The related error message:

/Users/runner/work/onnx-mlir/onnx-mlir/third_party/stablehlo/stablehlo/reference/Ops.cpp:252:16: note: candidate template ignored: deduced conflicting types for parameter 'T' ('long' vs. 'long long')

is long vs. long long a special case on Mac?

gongsu832 · 2024-04-16T17:31:06Z

long and long long can be different or the same depending on the compiler, OS, and arch. So one really shouldn't make any assumption about whether they are the same or not.

flemairen6 · 2024-04-17T06:59:09Z

long and long long can be different or the same depending on the compiler, OS, and arch. So one really shouldn't make any assumption about whether they are the same or not.

Right, but since it seems to be a stablehlo contained problem (the problematic function is defined and only used in onnx-mlir/third_party/stablehlo/stablehlo/reference/Ops.cpp ), how do we go about this? Should we open an issue over there and wait for a new green commit?

gongsu832 · 2024-04-17T13:21:56Z

Unless they already knew about the problem, I think opening an issue at stablehlo is probably the way to go.

flemairen6 · 2024-04-17T13:37:15Z

Unless they already knew about the problem, I think opening an issue at stablehlo is probably the way to go.

Just checked and it appears they fixed it already. It seems they bump LLVM to a newer commit, so I'll bump again to a new LLVM to match, and bump stablehlo to the fixed commit.

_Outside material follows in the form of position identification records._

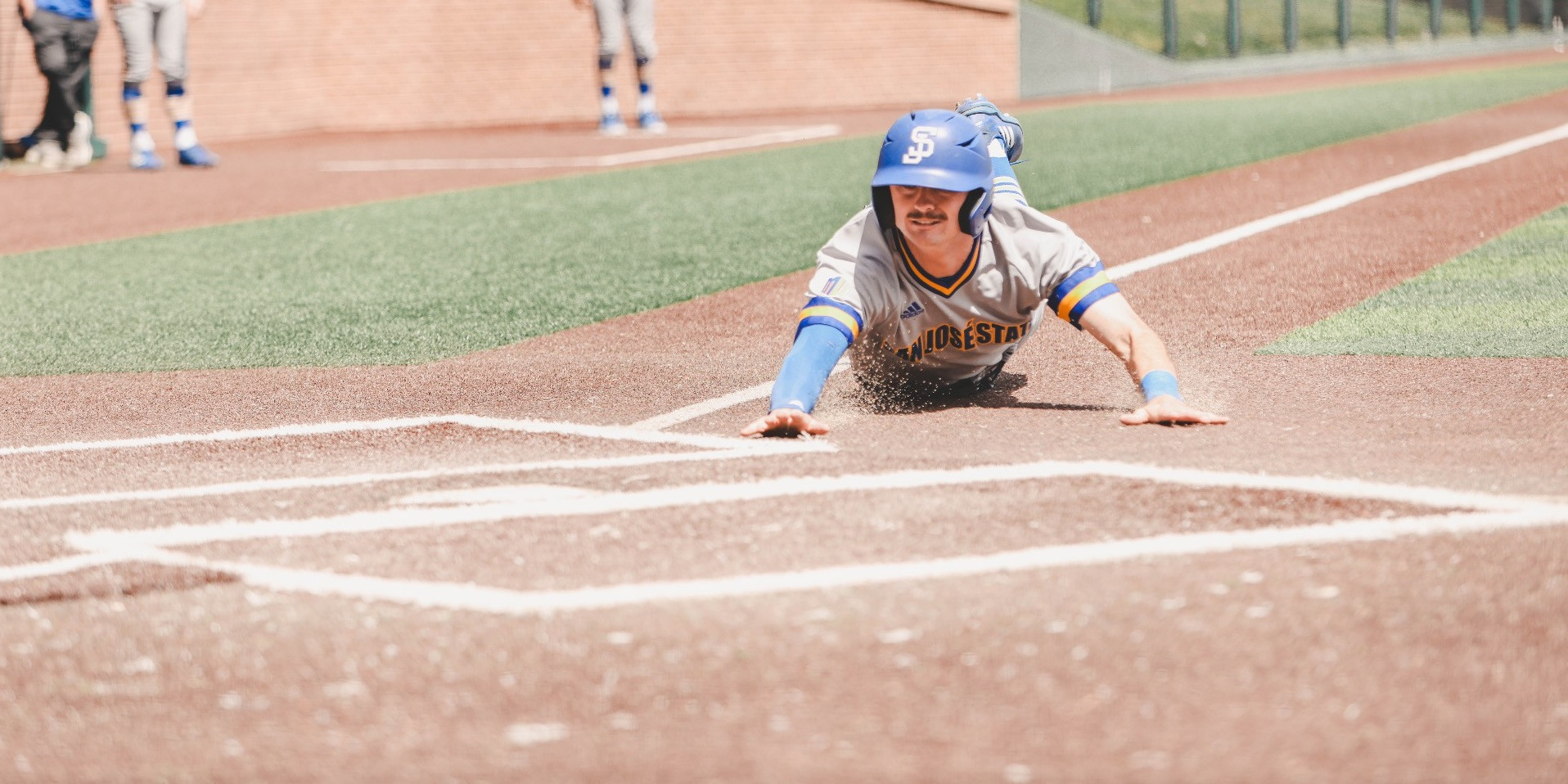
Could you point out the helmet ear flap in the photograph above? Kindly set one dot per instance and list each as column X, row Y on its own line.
column 881, row 205
column 974, row 210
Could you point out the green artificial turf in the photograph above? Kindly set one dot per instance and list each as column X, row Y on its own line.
column 435, row 277
column 1200, row 24
column 1504, row 298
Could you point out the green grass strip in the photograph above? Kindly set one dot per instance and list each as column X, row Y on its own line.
column 435, row 277
column 1504, row 298
column 1200, row 24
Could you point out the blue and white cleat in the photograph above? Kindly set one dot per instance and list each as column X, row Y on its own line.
column 198, row 155
column 145, row 160
column 612, row 126
column 999, row 124
column 651, row 123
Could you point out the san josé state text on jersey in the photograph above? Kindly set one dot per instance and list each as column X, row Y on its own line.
column 952, row 328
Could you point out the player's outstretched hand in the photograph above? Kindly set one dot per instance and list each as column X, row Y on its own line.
column 786, row 422
column 1167, row 410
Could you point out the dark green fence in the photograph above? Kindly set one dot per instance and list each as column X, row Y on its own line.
column 1241, row 20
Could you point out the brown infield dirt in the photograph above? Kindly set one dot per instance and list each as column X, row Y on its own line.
column 1407, row 660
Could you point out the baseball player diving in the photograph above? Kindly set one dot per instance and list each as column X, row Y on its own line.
column 949, row 270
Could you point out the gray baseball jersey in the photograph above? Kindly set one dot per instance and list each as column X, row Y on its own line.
column 907, row 325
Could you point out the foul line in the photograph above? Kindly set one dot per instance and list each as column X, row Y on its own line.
column 1341, row 200
column 1208, row 243
column 590, row 162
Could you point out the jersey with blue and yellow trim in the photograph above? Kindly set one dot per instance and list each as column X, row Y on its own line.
column 905, row 323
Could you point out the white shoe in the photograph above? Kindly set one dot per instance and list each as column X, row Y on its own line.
column 80, row 151
column 49, row 154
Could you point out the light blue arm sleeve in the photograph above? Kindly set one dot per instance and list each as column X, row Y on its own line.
column 816, row 350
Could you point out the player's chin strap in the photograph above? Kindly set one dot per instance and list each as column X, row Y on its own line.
column 971, row 217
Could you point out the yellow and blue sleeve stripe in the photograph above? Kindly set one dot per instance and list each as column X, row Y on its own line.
column 1079, row 292
column 835, row 314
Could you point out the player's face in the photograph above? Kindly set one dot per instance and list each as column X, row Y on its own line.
column 927, row 215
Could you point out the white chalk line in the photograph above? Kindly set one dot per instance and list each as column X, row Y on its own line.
column 327, row 429
column 503, row 601
column 1340, row 200
column 684, row 496
column 66, row 565
column 590, row 162
column 294, row 484
column 1208, row 243
column 720, row 403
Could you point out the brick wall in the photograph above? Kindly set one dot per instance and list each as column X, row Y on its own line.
column 284, row 66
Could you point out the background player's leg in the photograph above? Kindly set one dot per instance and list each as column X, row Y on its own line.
column 169, row 35
column 133, row 20
column 640, row 22
column 607, row 15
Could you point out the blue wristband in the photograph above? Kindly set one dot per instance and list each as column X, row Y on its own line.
column 1159, row 383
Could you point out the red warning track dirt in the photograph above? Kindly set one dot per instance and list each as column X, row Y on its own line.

hamptonm1 · 2024-04-17T13:59:57Z

Unless they already knew about the problem, I think opening an issue at stablehlo is probably the way to go.

Just checked and it appears they fixed it already. It seems they bump LLVM to a newer commit, so I'll bump again to a new LLVM to match, and bump stablehlo to the fixed commit.

Thanks @flemairen6 for your hard work! Are you looking at LLVM commit 20ed5b1f4587 and Stablehlo commit 4f6df1b or a newer Stablehlo commit?

flemairen6 · 2024-04-18T07:09:05Z

Unless they already knew about the problem, I think opening an issue at stablehlo is probably the way to go.

Just checked and it appears they fixed it already. It seems they bump LLVM to a newer commit, so I'll bump again to a new LLVM to match, and bump stablehlo to the fixed commit.

Thanks @flemairen6 for your hard work! Are you looking at LLVM commit 20ed5b1f4587 and Stablehlo commit 4f6df1b or a newer Stablehlo commit?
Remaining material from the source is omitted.